Results are reported as numbers (percentages) and were compared using Chi-squared tests. Results were stratified for subgroups of interest including region or country of practice and level of interventional experience. Two-sided P<0.05 was considered statistically significant. Analyses were performed using SPSS version 17.0 (SPSS Inc., Chicago, IL, USA).
Results
RESPONDENT CHARACTERISTICS
Of the 31,893 invitations sent, survey responses were received from 1,105 individuals (3.5%). Personal and professional information with regard to age, geographic region of practice, and professional status was provided by 1,078 individuals (97.6%). Respondent characteristics are summarized in Table 1. Participants were more frequently practicing at university hospitals (42.0%); 36.6% were working at low-volume centers (<400 PCIs performed per year), 39.2% were working in intermediate-volume centers (between 400 and 1,000 PCIs per year), and 24.2% were working in high-volume centers (>1,000 PCIs per year). Respondents were predominantly interventional cardiologists with >10 years experience (68.7%).
As shown in Figure S1, 34.7% of respondents were from Europe and 52.0% were from Asia. Countries with greatest contribution were Japan (45.4%), Italy (6.3%), the US (4.0%), the UK (3.3%), Germany (3.0%), and Switzerland (2.1%). For region-related stratified analyses, respondents were grouped as European (n=377; 34.7%), Japanese (n=489; 45.4%), or participants from other regions (n=215; 19.9%).
IVI FOR GUIDING INTERVENTIONS
Overall, 96.1% of respondents had personal experience with intracoronary imaging (95.5% with IVUS, 69.8% with OCT, and 7.9% with NIRS). There were no substantive region-related differences concerning personal experience with each modality.
Most respondents (51.3%) reported using coronary IVI in >15% of cases (Figure 1A). There were significant differences in usage according to the country of practice (Figure 1B): IVI was used more frequently in clinical practice (>15% of caseload guided by IVI) in Japan compared with Europe or other regions (96.6% vs. 10.4% and 21.0%, respectively; P<0.001). There were also significant differences in usage according to the interventional experience of respondents (Figure 1C): IVI was used more frequently in clinical practice (>15% of caseload guided by IVI) by operators with longer interventional experience (>10 years: 58.9%; 5-10 years: 48.9%; <5 years: 16.9%; P<0.001).
Figure 1. (A-C) Personal experience with intravascular ultrasound (IVUS) and/or optical coherence tomography (OCT).

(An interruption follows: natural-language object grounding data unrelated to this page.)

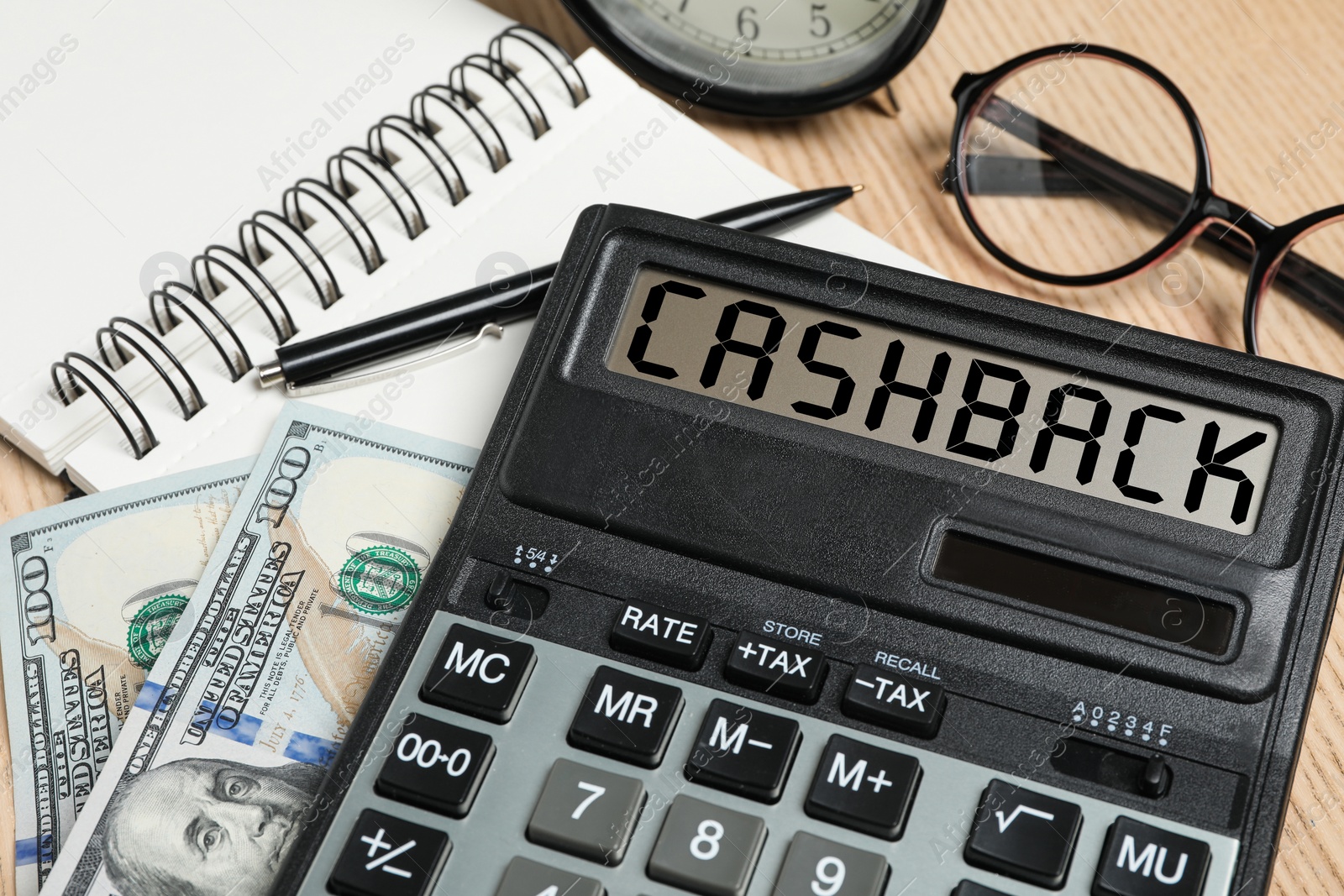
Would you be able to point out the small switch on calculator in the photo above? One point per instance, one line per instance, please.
(894, 701)
(1142, 860)
(864, 788)
(743, 752)
(654, 633)
(479, 673)
(436, 766)
(387, 856)
(1025, 835)
(627, 718)
(776, 668)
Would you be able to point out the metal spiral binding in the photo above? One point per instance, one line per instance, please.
(221, 268)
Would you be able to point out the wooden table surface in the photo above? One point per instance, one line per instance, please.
(1263, 74)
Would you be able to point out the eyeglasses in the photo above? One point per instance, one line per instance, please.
(1082, 165)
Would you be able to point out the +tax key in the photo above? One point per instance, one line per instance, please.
(776, 668)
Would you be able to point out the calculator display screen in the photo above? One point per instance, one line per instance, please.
(991, 410)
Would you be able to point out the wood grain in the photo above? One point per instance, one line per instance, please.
(1263, 76)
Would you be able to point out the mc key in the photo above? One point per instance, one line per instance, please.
(479, 673)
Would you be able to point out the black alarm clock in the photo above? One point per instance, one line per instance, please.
(768, 60)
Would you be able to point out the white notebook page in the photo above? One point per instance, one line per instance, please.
(150, 137)
(683, 170)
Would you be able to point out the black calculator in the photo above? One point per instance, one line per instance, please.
(784, 574)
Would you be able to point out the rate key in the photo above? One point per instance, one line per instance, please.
(894, 701)
(664, 636)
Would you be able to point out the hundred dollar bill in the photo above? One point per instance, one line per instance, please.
(6, 802)
(225, 748)
(92, 591)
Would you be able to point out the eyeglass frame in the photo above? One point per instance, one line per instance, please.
(1269, 244)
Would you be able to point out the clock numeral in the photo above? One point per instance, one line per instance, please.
(820, 24)
(748, 24)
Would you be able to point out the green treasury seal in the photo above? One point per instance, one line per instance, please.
(151, 626)
(380, 579)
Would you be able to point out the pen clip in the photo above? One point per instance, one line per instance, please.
(383, 372)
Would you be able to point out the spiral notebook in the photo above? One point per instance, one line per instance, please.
(312, 167)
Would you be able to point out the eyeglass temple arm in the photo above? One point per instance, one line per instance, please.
(1090, 170)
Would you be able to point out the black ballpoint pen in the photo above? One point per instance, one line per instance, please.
(312, 364)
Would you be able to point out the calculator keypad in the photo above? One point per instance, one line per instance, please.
(550, 812)
(586, 812)
(707, 849)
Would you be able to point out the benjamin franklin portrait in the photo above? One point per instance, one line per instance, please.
(205, 826)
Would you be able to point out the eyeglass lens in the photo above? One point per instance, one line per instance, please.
(1077, 165)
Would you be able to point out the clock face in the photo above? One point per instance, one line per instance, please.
(784, 31)
(772, 58)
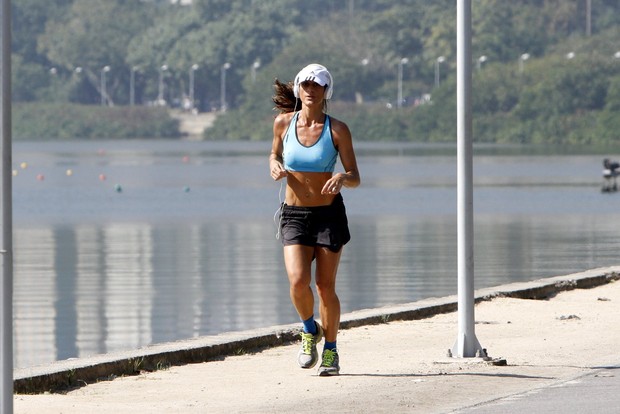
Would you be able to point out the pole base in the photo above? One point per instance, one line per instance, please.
(467, 347)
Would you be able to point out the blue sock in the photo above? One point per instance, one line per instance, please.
(310, 325)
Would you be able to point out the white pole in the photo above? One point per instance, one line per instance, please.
(6, 249)
(466, 344)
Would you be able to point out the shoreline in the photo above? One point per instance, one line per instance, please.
(75, 373)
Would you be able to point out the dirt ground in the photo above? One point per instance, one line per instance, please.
(388, 368)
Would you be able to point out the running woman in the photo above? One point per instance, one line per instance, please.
(313, 221)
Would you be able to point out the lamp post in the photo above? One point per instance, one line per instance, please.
(223, 70)
(132, 85)
(160, 94)
(522, 59)
(255, 66)
(438, 62)
(588, 18)
(104, 93)
(191, 84)
(399, 96)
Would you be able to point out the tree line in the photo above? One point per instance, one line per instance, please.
(225, 54)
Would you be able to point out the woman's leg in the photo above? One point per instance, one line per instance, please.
(298, 262)
(329, 304)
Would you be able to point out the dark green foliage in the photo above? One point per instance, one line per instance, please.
(547, 98)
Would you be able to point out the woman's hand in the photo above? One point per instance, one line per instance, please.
(333, 185)
(277, 170)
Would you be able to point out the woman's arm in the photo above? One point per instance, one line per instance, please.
(276, 167)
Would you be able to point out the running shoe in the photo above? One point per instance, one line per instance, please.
(330, 365)
(308, 355)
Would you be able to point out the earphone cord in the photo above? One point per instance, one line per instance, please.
(278, 220)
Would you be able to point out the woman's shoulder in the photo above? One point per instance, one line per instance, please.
(282, 121)
(284, 117)
(338, 126)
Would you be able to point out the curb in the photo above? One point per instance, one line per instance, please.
(77, 372)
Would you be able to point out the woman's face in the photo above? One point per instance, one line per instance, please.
(311, 92)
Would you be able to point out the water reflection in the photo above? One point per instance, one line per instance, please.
(84, 290)
(98, 271)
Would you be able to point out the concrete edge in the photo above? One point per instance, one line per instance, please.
(72, 373)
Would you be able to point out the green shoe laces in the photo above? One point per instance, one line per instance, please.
(307, 342)
(328, 358)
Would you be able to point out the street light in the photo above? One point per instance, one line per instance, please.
(223, 70)
(439, 61)
(132, 85)
(104, 94)
(255, 66)
(399, 97)
(160, 94)
(522, 59)
(191, 85)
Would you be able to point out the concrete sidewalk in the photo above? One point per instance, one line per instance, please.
(392, 360)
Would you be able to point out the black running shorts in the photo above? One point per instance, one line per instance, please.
(316, 226)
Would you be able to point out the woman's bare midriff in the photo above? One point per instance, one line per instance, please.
(304, 189)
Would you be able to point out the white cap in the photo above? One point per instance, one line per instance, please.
(315, 73)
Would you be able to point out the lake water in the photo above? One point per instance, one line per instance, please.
(124, 244)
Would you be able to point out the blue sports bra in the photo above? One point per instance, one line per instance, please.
(319, 157)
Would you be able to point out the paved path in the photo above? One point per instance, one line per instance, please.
(561, 354)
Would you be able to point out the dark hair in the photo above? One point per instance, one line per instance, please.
(284, 98)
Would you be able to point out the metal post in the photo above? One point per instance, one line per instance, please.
(466, 343)
(588, 18)
(104, 93)
(438, 62)
(132, 86)
(193, 69)
(160, 92)
(399, 96)
(223, 70)
(6, 249)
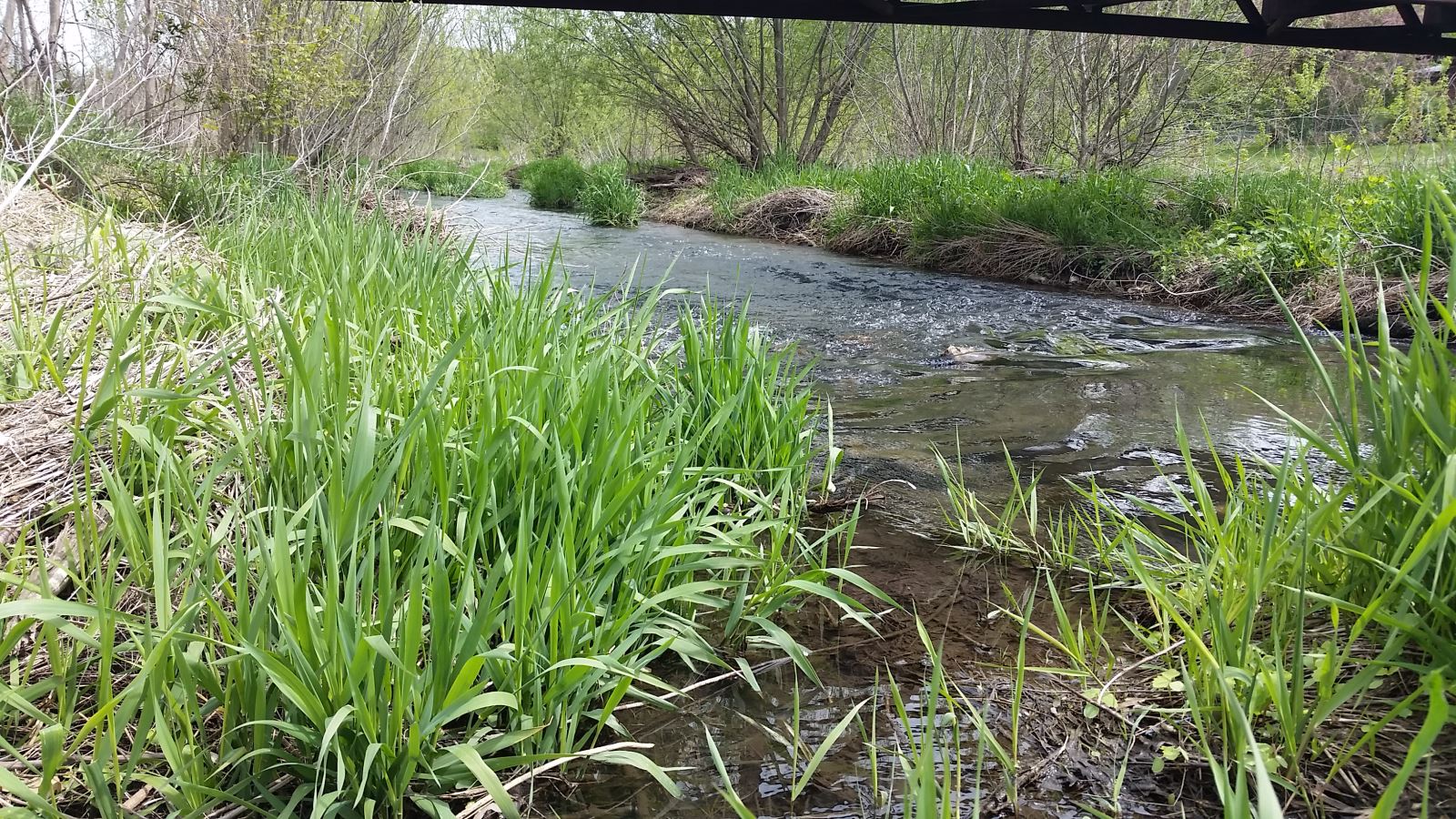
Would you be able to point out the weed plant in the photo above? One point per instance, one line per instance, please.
(446, 178)
(553, 182)
(1222, 232)
(1305, 620)
(360, 526)
(609, 198)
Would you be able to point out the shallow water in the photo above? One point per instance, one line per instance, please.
(1075, 387)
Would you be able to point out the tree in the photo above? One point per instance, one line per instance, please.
(750, 89)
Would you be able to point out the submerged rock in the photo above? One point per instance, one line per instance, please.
(966, 354)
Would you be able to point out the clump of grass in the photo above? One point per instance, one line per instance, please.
(1285, 606)
(553, 182)
(609, 198)
(371, 526)
(448, 178)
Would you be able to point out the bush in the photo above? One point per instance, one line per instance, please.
(386, 509)
(609, 198)
(553, 182)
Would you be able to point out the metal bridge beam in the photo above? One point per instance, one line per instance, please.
(1266, 29)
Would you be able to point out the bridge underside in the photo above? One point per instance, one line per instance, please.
(1356, 25)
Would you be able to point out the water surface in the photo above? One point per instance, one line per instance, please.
(1069, 385)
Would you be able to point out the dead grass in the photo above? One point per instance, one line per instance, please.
(881, 239)
(55, 266)
(788, 215)
(689, 210)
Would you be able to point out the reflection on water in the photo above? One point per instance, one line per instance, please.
(1074, 387)
(1077, 385)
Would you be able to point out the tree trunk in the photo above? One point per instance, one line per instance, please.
(781, 87)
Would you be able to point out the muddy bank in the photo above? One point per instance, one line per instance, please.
(1009, 252)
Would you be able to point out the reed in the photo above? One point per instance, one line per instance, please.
(357, 528)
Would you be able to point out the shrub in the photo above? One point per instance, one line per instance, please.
(553, 182)
(609, 198)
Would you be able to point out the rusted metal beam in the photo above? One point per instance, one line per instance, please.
(1006, 15)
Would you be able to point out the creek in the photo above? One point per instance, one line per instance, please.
(1067, 385)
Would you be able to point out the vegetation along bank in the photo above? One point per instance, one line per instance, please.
(1212, 239)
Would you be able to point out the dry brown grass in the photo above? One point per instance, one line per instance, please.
(57, 263)
(881, 238)
(408, 217)
(788, 215)
(689, 210)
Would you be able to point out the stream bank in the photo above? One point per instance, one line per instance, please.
(1212, 242)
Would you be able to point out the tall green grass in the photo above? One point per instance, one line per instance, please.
(369, 525)
(553, 182)
(1223, 230)
(482, 179)
(1303, 610)
(609, 198)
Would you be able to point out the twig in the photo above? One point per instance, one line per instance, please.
(487, 806)
(1145, 661)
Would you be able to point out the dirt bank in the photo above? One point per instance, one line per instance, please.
(1011, 252)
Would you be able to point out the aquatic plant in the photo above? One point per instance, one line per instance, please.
(1281, 605)
(553, 182)
(339, 523)
(609, 198)
(482, 179)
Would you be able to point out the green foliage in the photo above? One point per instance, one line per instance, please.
(379, 523)
(1300, 610)
(482, 179)
(609, 198)
(553, 182)
(1416, 111)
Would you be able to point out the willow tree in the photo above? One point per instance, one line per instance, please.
(746, 87)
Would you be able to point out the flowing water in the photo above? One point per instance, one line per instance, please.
(1072, 387)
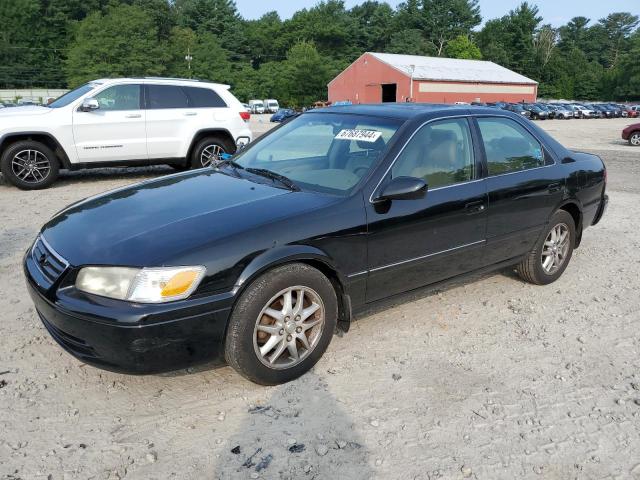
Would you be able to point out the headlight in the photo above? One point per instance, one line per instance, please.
(146, 285)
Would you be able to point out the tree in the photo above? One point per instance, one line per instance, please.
(122, 42)
(463, 47)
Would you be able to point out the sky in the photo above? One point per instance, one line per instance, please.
(556, 12)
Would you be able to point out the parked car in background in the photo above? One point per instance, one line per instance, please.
(631, 133)
(633, 111)
(562, 112)
(536, 113)
(259, 260)
(282, 114)
(517, 108)
(256, 106)
(128, 121)
(271, 106)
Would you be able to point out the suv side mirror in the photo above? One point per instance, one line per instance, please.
(404, 188)
(89, 104)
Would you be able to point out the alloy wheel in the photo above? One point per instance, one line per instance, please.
(31, 166)
(555, 248)
(211, 154)
(289, 327)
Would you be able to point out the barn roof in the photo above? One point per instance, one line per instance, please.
(451, 69)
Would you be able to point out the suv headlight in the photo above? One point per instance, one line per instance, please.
(143, 285)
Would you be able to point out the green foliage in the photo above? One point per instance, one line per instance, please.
(463, 47)
(60, 43)
(121, 42)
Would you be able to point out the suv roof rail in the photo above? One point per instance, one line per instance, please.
(174, 78)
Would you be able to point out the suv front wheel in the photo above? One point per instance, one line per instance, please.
(210, 150)
(30, 165)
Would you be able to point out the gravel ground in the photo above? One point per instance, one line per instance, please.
(490, 378)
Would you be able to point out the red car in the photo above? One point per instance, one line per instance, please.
(632, 134)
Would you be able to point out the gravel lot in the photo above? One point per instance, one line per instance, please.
(492, 378)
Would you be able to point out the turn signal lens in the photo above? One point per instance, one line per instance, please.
(179, 283)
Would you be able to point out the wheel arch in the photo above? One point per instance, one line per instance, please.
(42, 137)
(573, 208)
(207, 132)
(305, 254)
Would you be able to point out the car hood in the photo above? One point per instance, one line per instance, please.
(24, 111)
(155, 223)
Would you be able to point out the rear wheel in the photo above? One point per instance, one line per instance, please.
(282, 324)
(551, 255)
(210, 150)
(30, 165)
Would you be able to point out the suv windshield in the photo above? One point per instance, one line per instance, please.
(323, 152)
(73, 95)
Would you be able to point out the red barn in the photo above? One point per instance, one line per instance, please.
(386, 77)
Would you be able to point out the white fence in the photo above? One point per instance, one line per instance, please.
(34, 94)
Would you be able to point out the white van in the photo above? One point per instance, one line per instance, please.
(271, 105)
(256, 106)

Respondent answers are shown to the question, “Do you have personal experience with performing IVI (IVUS, OCT, NIRS)? (Only 1 answer possible.)” in the overall sample (A), as well as stratified by region (B) and years of interventional experience (C). IVI, intravascular imaging; NIRS, near-infrared spectroscopy. (D) Clinical indications for IVUS/OCT. Respondents were asked, “In your opinion, what are the clinical indications for IVUS or OCT? (More than 1 answer possible.)”. CTO: chronic total occlusion.
The most frequently reported indications for IVI were optimization of the procedural result of stenting in selected cases (i.e., post-procedural imaging; 88.5%), guidance of clinical decision making and procedural strategy planning in selected cases (preprocedural imaging; 79.6%), and guidance of left main interventions (77.0%). The least common reported indication was assessment of the severity of intermediate non-left main lesions (27.1%; Figure 1D). Most respondents reported perceived equipoise regarding the choice between IVUS and OCT for guidance of coronary intervention; 56.5% of respondents believed that the value of IVUS vs. OCT depends on the specific anatomic setting and patient characteristics, whereas few considered either OCT (13.3%) or IVUS (12.9%) to be superior for PCI guidance and optimization (Figure 2). Regarding the assessment of intermediate left main lesions, IVUS was considered superior by 31.8% of respondents, whereas 28.4% of participants considered a non-imaging approach based on fractional flow reserve (FFR) superior; 24.8% of respondents considered these 2 modalities of comparable value in decision making and 15.0% responded that there is no conclusive evidence from comparative analyses.
Figure 2. IVUS vs. OCT for percutaneous coronary intervention guidance and optimization. Respondents were asked, “In your opinion, which IVI modality (IVUS vs. OCT) is superior for guidance and optimization of coronary interventions? (Only 1 answer possible.)”. CTO: chronic total occlusion.
Available evidence regarding IVI for PCI guidance and optimization was judged as good, average, and poor by 36.3%, 45.7%, and 12.9% of operators, respectively, without significant region-related differences. The vast majority (91.3%) responded that IVI has the potential to improve clinical outcomes of PCI (with similar proportions across regions), although 42.6% believed that current evidence in this respect is not definitive (Figure 3A). The proportion of respondents who were not convinced about the potential of catheter-based imaging to improve clinical outcomes was lower for respondents from Japan (5.3%) compared with Europe (12.1%) or other regions (13.4%; P<0.01; Figure 3B). Most respondents (73.5%) estimated that the use of IVI will increase in the future, either slightly (43.3%) or greatly (33.2%; Figure 4). Regarding research in the field, 35.3% responded that future studies should determine specific criteria for corrective measures in case of abnormal imaging findings (e.g., to define thresholds of malapposition or underexpansion that justify post-dilatation, or the extent of edge dissection to justify implantation of a new stent), and 22.9% believed that studies should focus on head-to-head comparison of IVUS vs. OCT guidance in specific patient and lesion subsets (Figure 5).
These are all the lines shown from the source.